Hi everyone,
I’m trying to build an automated transcription workflow in n8n for large MP3 and MP4 files. I came across ElevenLabs API, but it’s a bit expensive for my use case.
I’m looking for low-cost or free alternatives, ideally something like Whisper AI. I noticed that Hugging Face hosts Whisper models, and I tried to use them within n8n but couldn’t get it to work properly — either due to authentication issues or input size limits.
Does anyone here have experience with:
- Running Whisper AI (via Hugging Face or another service) inside n8n?
- Efficiently transcribing large files (over 100MB)?
- Any tips for hosting Whisper locally or using an API that integrates well with n8n?
My ideal setup would:
- Keep costs minimal
- Handle large file sizes
- Work smoothly with n8n’s workflow logic
Any working examples, custom node tips, or general guidance would be greatly appreciated!
Thanks in advance 
1 Like
Hey! 
Had this exact problem — large video file that just wouldn’t compress enough for Whisper.

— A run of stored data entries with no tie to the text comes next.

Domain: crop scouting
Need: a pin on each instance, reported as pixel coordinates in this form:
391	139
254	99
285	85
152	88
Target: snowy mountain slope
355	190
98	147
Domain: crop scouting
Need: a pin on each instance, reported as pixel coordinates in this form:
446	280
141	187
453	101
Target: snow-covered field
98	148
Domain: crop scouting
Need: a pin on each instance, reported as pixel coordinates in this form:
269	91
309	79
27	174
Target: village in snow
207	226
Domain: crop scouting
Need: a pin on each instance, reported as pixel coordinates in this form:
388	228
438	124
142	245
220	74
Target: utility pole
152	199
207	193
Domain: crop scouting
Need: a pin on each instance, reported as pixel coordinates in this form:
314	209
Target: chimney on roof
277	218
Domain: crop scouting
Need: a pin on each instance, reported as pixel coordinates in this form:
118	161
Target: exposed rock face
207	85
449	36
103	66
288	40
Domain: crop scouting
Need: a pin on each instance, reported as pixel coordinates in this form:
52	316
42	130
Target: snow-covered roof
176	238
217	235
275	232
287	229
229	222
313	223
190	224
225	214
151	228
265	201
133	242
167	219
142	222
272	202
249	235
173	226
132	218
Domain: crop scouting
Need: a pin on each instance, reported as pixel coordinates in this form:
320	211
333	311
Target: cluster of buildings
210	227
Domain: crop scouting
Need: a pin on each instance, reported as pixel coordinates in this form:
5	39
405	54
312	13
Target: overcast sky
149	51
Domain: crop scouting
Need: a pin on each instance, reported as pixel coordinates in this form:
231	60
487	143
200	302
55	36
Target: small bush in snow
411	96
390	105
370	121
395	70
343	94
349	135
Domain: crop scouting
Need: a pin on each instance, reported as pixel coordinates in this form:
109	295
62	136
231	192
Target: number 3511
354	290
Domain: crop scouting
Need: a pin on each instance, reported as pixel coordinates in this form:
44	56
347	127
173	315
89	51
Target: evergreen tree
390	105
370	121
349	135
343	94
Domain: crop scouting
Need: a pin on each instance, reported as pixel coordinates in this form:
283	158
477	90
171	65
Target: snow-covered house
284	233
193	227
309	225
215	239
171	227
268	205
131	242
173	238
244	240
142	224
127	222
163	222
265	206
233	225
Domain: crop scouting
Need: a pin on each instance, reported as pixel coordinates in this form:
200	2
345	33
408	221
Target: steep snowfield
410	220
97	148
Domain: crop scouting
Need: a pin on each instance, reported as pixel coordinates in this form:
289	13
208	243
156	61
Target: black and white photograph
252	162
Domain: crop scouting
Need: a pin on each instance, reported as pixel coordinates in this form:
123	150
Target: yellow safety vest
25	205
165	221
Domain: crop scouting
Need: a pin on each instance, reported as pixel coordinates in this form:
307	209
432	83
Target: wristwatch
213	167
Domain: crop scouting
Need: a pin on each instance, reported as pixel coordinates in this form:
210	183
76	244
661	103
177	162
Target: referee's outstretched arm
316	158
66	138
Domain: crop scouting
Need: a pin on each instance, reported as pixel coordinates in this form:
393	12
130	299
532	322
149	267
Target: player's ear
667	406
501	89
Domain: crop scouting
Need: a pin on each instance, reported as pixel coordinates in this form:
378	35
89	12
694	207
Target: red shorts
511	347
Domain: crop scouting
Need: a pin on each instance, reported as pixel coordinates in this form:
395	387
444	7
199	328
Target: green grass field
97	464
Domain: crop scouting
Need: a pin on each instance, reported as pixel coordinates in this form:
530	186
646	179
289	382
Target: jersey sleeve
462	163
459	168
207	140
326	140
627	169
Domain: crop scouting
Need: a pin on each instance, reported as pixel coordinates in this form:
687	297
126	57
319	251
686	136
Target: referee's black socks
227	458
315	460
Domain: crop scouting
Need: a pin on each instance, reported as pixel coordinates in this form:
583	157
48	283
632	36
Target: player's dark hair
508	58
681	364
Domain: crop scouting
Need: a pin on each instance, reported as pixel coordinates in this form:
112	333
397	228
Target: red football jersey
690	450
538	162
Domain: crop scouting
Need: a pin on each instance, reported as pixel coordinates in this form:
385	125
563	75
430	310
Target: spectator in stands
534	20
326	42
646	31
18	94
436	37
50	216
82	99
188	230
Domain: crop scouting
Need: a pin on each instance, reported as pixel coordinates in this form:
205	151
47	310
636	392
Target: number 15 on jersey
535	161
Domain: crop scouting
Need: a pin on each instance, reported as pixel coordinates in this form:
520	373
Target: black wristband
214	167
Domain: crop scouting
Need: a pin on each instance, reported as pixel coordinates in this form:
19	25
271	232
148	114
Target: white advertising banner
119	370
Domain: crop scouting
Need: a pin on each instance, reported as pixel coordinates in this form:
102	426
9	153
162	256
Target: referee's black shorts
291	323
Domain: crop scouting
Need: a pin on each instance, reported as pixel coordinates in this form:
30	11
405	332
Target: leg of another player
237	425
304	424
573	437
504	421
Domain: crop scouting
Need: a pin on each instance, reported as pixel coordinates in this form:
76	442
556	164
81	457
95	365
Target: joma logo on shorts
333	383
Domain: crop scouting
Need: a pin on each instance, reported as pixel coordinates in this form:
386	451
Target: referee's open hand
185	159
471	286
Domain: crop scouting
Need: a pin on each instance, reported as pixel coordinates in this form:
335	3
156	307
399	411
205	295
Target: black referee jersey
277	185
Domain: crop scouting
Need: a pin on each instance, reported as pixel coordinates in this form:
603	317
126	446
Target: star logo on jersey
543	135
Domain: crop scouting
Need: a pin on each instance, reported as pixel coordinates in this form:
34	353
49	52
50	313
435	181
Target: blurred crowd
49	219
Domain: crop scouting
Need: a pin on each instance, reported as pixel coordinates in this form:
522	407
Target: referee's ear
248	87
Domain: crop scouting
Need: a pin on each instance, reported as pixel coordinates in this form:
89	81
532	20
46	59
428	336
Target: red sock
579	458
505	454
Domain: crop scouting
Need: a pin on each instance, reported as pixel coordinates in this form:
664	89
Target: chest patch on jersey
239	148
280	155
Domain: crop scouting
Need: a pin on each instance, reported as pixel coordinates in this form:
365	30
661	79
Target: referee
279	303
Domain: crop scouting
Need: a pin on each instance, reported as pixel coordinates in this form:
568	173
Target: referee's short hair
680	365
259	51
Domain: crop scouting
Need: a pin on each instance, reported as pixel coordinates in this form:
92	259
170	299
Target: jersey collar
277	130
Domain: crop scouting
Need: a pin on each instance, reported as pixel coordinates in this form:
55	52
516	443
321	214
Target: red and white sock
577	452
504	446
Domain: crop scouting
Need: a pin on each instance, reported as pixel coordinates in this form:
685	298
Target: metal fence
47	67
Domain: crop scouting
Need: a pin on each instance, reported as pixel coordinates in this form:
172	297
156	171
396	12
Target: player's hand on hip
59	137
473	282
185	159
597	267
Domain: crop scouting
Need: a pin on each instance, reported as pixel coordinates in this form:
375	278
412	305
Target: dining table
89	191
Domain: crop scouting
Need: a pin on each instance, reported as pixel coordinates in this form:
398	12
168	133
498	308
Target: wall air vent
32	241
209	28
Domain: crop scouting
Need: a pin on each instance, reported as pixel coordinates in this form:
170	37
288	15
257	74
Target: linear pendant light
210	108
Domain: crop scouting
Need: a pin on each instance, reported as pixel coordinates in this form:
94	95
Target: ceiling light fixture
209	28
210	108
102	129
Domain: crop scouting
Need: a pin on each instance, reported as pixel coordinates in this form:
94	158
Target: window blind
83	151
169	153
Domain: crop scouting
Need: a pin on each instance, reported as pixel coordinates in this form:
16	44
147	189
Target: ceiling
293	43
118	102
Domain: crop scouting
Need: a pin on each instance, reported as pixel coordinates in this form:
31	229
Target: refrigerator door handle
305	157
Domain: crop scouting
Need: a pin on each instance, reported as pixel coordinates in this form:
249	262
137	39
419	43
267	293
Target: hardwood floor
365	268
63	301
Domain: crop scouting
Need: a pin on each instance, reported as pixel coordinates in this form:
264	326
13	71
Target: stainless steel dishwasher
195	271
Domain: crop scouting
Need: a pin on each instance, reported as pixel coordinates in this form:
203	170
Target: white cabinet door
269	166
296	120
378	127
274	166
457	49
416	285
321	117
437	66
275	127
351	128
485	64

The real issue is Whisper’s 25MB limit forces you into this messy chain of converting, compressing, splitting, and stitching — and it still breaks on bigger files.
What fixed it for me was using a transcription API that takes the video URL directly. No downloading, no compression, no splitting at all. It processes the full video server-side and returns a clean transcript with speaker labels and timestamps.
Docs here: https://wayin.ai/api-docs/video-transcription/
Happy to share the simple n8n workflow JSON if it helps!
4 Likes
trying to split a 100mb+ audio file into 25mb chunks inside n8n is a one-way ticket to out-of-memory crashes. the guy above has the right idea about using URLs, but you don’t need an expensive custom api for it.
the standard backend pattern for this is to stop passing massive binary payloads through n8n completely. just have n8n upload the raw file to a cheap bucket (like cloudflare r2 or aws s3), generate a temporary pre-signed url, and pass that url to a serverless gpu provider like replicate or fal.ai.
they host the exact same open-source whisper-large-v3 models, they accept direct urls to bypass standard file size limits, and you only pay for the literal seconds of gpu compute time (usually pennies per hour of audio). n8n just waits for the webhook back when the transcription is done.